Retrieval-augmented generation (RAG) grabs data from external documents and has become a go-to architecture for AI agents, whether it’s a chatbot surfacing HR policies or a legal assistant citing case law.

Yet the ZeroEntropy founders believe that for many AI apps, this layer is fragile: a cobbled collection of vector databases, keyword search, and re-ranking models. ZeroEntropy offers an API that manages ingestion, indexing, re-ranking, and evaluation.

What that means is that — unlike a search product for enterprise employees like Glean — ZeroEntropy is strictly a developer tool. It quickly grabs data, even across messy internal documents. Houir Alami likens her startup to a “Supabase for search” referring to the popular open-source database that automates much of the database management.

“Right now, most teams are either stitching together existing tools from the market or dumping their entire knowledge base into an LLM’s context window. The first approach is time-consuming to build and maintain,” Houir Alami said. “The second approach can cause compounding errors. We’re building a developer-first search infrastructure—think of it like a Supabase for search—designed to make deploying accurate, fast retrieval systems easy and efficient.”

L-R: Nicolas Pipitone (CTO) and Ghita Houir Alami (CEO)Image Credits:ZeroEntropy

At its core is its proprietary re-ranker called ze-rank-1, which the company claims currently outperforms similar models from Cohere and Salesforce on both public and private retrieval benchmarks. It makes sure that when an AI system looks for answers in a knowledge base, it grabs the most relevant information first.
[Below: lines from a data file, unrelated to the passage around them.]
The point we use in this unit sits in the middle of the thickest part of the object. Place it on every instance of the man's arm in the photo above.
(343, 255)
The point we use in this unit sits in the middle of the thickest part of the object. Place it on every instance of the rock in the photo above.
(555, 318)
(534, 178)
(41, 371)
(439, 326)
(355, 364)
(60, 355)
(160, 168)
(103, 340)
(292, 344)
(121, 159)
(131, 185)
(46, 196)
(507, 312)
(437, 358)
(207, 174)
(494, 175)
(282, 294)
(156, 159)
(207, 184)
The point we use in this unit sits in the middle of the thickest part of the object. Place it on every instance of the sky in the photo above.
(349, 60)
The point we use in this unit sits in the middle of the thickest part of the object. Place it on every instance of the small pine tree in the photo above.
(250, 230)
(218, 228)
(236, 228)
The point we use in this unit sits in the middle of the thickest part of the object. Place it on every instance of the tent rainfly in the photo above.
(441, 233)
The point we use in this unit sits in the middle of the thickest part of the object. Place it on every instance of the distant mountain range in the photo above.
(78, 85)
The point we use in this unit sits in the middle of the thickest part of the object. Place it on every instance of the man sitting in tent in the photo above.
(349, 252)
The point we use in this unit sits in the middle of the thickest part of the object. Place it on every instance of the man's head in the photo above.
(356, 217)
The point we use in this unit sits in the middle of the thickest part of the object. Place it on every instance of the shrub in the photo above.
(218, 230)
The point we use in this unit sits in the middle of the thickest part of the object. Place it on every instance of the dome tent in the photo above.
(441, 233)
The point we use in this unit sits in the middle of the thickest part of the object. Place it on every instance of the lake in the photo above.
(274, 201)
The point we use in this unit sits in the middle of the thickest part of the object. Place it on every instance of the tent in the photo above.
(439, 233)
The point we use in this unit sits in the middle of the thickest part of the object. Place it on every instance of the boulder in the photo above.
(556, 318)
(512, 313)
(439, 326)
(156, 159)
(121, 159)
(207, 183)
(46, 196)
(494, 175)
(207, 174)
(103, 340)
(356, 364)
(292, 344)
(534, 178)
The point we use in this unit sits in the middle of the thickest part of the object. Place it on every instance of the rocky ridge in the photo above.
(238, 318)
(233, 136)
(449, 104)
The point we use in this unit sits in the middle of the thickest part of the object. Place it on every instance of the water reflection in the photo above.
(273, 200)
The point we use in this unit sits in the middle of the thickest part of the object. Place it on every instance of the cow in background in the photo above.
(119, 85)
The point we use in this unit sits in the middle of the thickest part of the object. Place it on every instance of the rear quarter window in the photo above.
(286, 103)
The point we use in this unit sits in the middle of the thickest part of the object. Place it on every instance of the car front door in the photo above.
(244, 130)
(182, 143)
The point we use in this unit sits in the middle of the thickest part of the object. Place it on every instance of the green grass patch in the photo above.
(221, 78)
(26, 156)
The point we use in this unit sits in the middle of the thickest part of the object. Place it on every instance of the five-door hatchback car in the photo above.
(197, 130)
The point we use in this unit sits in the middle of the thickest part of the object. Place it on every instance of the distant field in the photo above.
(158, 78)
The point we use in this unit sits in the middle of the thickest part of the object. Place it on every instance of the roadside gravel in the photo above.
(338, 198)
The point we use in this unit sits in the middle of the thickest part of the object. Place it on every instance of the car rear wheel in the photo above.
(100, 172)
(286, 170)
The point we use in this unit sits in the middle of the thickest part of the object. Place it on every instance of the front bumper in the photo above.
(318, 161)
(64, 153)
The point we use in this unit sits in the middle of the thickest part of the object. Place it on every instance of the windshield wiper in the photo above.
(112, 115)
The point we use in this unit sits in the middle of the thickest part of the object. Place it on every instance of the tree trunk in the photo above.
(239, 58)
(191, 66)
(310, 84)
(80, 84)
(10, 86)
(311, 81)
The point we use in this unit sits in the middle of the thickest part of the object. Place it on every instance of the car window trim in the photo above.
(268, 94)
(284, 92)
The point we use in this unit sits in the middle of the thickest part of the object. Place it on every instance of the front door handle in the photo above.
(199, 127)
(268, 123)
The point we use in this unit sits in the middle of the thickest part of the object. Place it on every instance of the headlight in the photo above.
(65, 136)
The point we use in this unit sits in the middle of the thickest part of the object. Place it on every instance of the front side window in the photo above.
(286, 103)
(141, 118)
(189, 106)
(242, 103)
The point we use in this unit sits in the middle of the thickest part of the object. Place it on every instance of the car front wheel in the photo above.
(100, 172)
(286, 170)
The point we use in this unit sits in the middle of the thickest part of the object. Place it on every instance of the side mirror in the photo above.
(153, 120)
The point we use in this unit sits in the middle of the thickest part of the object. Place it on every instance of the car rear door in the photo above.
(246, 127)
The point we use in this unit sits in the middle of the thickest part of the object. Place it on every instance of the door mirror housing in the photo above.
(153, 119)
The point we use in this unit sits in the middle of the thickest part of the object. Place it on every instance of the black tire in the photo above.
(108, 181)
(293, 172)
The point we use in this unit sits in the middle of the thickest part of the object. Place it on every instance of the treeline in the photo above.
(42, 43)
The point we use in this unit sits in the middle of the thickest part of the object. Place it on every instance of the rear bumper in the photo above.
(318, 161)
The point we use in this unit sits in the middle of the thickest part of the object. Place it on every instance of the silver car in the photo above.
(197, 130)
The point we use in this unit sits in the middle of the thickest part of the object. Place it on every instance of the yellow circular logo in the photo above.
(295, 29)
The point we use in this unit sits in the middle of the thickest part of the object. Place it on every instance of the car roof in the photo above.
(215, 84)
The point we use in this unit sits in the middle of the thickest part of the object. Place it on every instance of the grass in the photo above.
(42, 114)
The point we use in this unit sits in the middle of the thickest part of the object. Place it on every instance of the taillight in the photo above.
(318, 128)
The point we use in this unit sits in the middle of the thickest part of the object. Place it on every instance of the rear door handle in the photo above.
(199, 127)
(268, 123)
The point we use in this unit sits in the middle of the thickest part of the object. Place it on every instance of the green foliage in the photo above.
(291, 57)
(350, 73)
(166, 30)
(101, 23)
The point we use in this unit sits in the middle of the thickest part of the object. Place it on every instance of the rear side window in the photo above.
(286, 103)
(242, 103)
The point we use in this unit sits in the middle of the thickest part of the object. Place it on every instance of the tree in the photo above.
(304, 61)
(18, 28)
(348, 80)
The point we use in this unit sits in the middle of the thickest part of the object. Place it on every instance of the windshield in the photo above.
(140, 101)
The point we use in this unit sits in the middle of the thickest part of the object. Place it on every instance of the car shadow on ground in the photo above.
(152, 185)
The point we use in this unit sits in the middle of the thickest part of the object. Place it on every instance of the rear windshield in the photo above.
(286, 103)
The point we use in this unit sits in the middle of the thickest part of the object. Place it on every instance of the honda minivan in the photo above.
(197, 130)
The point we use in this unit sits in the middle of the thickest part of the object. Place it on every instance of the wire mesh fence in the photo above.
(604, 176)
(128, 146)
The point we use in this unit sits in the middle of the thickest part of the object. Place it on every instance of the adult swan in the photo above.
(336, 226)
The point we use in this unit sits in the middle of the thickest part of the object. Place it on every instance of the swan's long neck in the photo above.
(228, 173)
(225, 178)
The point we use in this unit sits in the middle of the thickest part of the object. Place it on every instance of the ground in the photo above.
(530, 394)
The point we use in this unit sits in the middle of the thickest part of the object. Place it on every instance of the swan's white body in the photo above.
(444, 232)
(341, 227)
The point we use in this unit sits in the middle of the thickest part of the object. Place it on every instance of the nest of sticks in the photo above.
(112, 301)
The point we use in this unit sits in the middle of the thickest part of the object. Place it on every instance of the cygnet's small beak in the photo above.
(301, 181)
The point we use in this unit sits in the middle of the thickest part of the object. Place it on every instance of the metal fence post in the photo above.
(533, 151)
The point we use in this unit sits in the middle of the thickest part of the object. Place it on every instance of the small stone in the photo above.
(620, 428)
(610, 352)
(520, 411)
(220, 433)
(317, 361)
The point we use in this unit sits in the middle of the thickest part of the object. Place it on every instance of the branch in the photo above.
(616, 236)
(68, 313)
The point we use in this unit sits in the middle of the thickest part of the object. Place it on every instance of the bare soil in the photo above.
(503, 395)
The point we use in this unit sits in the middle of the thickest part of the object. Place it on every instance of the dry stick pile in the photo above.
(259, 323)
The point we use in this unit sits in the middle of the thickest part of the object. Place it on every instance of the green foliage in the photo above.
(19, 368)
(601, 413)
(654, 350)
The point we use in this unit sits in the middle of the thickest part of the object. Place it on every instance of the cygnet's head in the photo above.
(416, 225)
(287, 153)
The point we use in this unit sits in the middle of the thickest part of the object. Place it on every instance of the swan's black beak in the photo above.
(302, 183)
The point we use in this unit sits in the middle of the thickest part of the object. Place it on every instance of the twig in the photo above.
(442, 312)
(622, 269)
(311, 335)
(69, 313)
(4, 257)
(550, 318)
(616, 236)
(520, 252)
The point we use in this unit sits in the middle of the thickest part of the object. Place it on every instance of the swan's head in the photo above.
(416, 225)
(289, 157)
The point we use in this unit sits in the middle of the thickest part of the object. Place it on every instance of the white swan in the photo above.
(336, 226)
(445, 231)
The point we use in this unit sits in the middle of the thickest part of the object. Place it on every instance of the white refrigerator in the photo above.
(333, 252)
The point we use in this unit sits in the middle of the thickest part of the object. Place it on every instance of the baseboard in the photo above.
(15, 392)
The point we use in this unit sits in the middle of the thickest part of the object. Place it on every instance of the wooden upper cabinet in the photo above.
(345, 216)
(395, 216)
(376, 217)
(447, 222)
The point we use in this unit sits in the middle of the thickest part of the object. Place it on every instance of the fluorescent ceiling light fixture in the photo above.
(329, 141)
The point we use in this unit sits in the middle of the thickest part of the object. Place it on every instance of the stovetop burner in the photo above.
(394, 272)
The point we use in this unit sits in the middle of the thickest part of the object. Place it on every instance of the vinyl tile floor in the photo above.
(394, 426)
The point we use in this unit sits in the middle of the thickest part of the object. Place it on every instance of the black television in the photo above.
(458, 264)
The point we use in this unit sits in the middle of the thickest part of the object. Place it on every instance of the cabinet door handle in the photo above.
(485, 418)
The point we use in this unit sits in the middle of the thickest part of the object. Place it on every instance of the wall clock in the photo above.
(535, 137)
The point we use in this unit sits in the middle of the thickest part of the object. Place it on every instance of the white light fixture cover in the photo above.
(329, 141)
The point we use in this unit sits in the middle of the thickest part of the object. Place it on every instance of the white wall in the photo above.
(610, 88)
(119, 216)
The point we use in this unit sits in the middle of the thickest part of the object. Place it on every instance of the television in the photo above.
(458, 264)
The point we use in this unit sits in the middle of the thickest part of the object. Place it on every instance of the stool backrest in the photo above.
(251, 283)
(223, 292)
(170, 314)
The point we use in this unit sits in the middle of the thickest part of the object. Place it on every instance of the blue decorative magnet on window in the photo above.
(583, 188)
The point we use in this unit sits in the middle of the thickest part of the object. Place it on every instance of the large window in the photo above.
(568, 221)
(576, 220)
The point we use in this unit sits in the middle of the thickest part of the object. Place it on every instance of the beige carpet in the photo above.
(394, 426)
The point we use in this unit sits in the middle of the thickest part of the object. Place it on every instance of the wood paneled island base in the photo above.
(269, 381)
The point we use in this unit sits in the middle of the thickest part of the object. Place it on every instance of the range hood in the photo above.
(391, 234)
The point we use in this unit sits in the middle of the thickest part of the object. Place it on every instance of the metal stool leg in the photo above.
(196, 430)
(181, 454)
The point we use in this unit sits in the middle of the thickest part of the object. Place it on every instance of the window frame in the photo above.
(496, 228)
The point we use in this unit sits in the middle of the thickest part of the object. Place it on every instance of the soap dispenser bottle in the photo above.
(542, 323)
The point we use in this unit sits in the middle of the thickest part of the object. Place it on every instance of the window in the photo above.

More than 10 early-stage companies building AI agents across verticals such as healthcare, law, customer support, and sales are already using ZeroEntropy, she adds.

Born and raised in Morocco, Houir Alami left home at 17 to pursue engineering education in France, attending École Polytechnique, a prestigious military and mathematics-focused institution. There, she discovered her love for machine learning.

She moved to California two years ago to complete a master’s in mathematics at UC Berkeley, where she deepened her interest in building intelligent systems.

Before founding ZeroEntropy, Houir Alami dabbled in building an AI assistant—her take on a conversational agent—before ChatGPT became mainstream. She says the insight gained from trying to build that assistant, particularly the realization of how important it was to provide the right context and information to the LLM to be useful, partly inspired her to start ZeroEntropy.

In a field often criticized for its lack of diversity, the 25-year-old Houir Alami is one of the few female CEOs building deep infrastructure for one of the hardest problems in AI. Yet, she hopes it doesn’t stay that way for long. 

“There aren’t many women in DevTools or AI infra,” she said. “But I’d tell any young woman interested in technical problems: don’t let that stop you. If you’re drawn to complex, technical problems, don’t let anyone make you feel like you’re not capable of pursuing them. You should go for it.”

She also stays connected to her roots by giving talks at high schools and universities in Morocco, aiming to inspire more young girls to pursue STEM.